Today I scurried off to our local beach for a pre-dinner
swim. I left my sons and husband to sort
out hamburgers and a salad. It was a risky choice, in terms of actually getting
a meal, but it has been a long week for me and I needed a break.
My husband’s family has been visiting. It is the first time that someone of our
generation has hosted the whole crowed…nineteen in all. I have new-found respect for my
mother-in-law, Lynne who has been hosting all of us for the last twenty plus
years. Just dragging home the groceries
to feed such a crowd is demanding. Thank
god we have markets. At least we don’t
have to “hunter/gather” and skin dead animals.
Having stripped, laundered and re-made the beds, reinstalled
all the towels in the linen cupboard and dragged the trash and recycling to the
curb, I thought I deserved some time to bob in the ocean and enjoy the last
rays of the sun.
It was hard to leave.
The kitchen was littered with household debris. The ironing board, poised in a corner, was
ready to return to the cellar three days ago.
Groceries, now unpacked from bags, randomly graced the counters. Crows had attacked the trash left momentarily
by the back door. Could I leave such mayhem?
This is frequently my conundrum. Over the years I have struggled to maintain
some kind of order in my house. Cleaning,
cooking and laundering. Doing it again
the next day.

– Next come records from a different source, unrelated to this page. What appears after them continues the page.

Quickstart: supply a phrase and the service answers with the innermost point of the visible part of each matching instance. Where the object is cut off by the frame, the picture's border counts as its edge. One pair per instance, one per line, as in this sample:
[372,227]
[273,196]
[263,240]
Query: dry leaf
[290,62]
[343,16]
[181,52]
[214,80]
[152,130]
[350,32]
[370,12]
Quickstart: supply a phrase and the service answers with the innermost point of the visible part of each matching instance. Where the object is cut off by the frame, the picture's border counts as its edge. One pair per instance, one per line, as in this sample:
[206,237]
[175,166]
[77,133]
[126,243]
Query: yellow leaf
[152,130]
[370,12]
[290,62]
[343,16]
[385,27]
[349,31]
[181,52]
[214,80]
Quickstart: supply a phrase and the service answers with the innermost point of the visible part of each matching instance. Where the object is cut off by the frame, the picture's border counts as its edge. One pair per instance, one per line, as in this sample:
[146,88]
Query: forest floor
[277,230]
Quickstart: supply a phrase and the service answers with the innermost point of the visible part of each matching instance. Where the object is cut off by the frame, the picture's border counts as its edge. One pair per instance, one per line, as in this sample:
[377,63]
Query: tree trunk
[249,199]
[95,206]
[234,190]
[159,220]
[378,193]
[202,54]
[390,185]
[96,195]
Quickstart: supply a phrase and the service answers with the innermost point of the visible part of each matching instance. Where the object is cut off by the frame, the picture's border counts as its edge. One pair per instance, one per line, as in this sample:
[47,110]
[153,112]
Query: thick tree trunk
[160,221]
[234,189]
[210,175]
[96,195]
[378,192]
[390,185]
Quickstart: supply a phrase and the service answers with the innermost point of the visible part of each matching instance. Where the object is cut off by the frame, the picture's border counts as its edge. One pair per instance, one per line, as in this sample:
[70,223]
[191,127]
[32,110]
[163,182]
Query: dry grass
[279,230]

In the middle of the night tripping over the size twelve shoes
left in the center of the family room to let the elderly dog out or a teenager
in who forgot their key, etc. In those
moments when I am ripping the last of my hair out and crying with frustration
over the general disorder, my children have been known to point out that
“people live here, Mom”.
I think it is their way of saying, “relax, chill, don’t be
so uptight, there’s always going to be mess”.
And I guess they’re right…existentially.
But it’s also lingo for “stop nagging”.
I didn’t plan on being a nag. In fact, I didn’t plan on being a
mother. I didn’t plan on a lot of things
that seem to have happened despite other intentions.
I like to think of myself as a new-age kind of gal. I have a master’s degree, I work professionally. So why am I crazed about lights left on,
doors left open to mosquitos, wet towels on the floor and dirty dishes in the
sink?
As I was returning from the beach today after my restorative
swim, I heard a woman’s voice loudly directing someone. She was hunched over the deck of their
ocean-facing bungalow. Still in her “beach
cover-up” she was earnestly wringing out bathing suits and towels and draping
them over the railing. Her husband and
young son, whom I had witnessed earlier returning from a fishing expedition,
were fast approaching.
“How nice!” she said loudly.
She smiled encouragingly and admired the two blue fish held aloft by her
son. But, suddenly, her tone
changed.
“They’re dripping”, she screamed as her son approached
her. “They’ll drip all over the deck.”
Raising her head to toward the husband lurking outside my view she asked even
more loudly “Are they cleaned?” and, finally, at top volume, “For god’s sake,
Larry, don’t put them in the sink. We’ll
never get the stink out. We’ll lose the
security deposit.”
I smiled. Here we go
again I thought. Another woman trying to
hold it all together. Another woman
worrying about the security deposit, the ruined deck, the stink. Probably, at the back of her mind, she’s
wondering if she’ll actually have to cook the fish. And then, will anyone eat them? How will she dispose of the carcass? What was quaint and charming and bonding to
her husband has now become her personal burden.
I felt for that woman.
Ostensibly on vacation in a breathtaking location, she was still
carrying her load. Like myself, she seemed
innately to be planning, worrying, organizing.
Why? Why are women built this
way?
Because we love the people we hold close to us. We want them to be happy. We want them to be safe. We want them to grow up and have good jobs
and nice spouses and bring their children home to us so we can worry about (and
love) them too. We want them to stay out
of jail, drive safely, pay their bills, get exercise and vote democratic. Life is hard and we know that.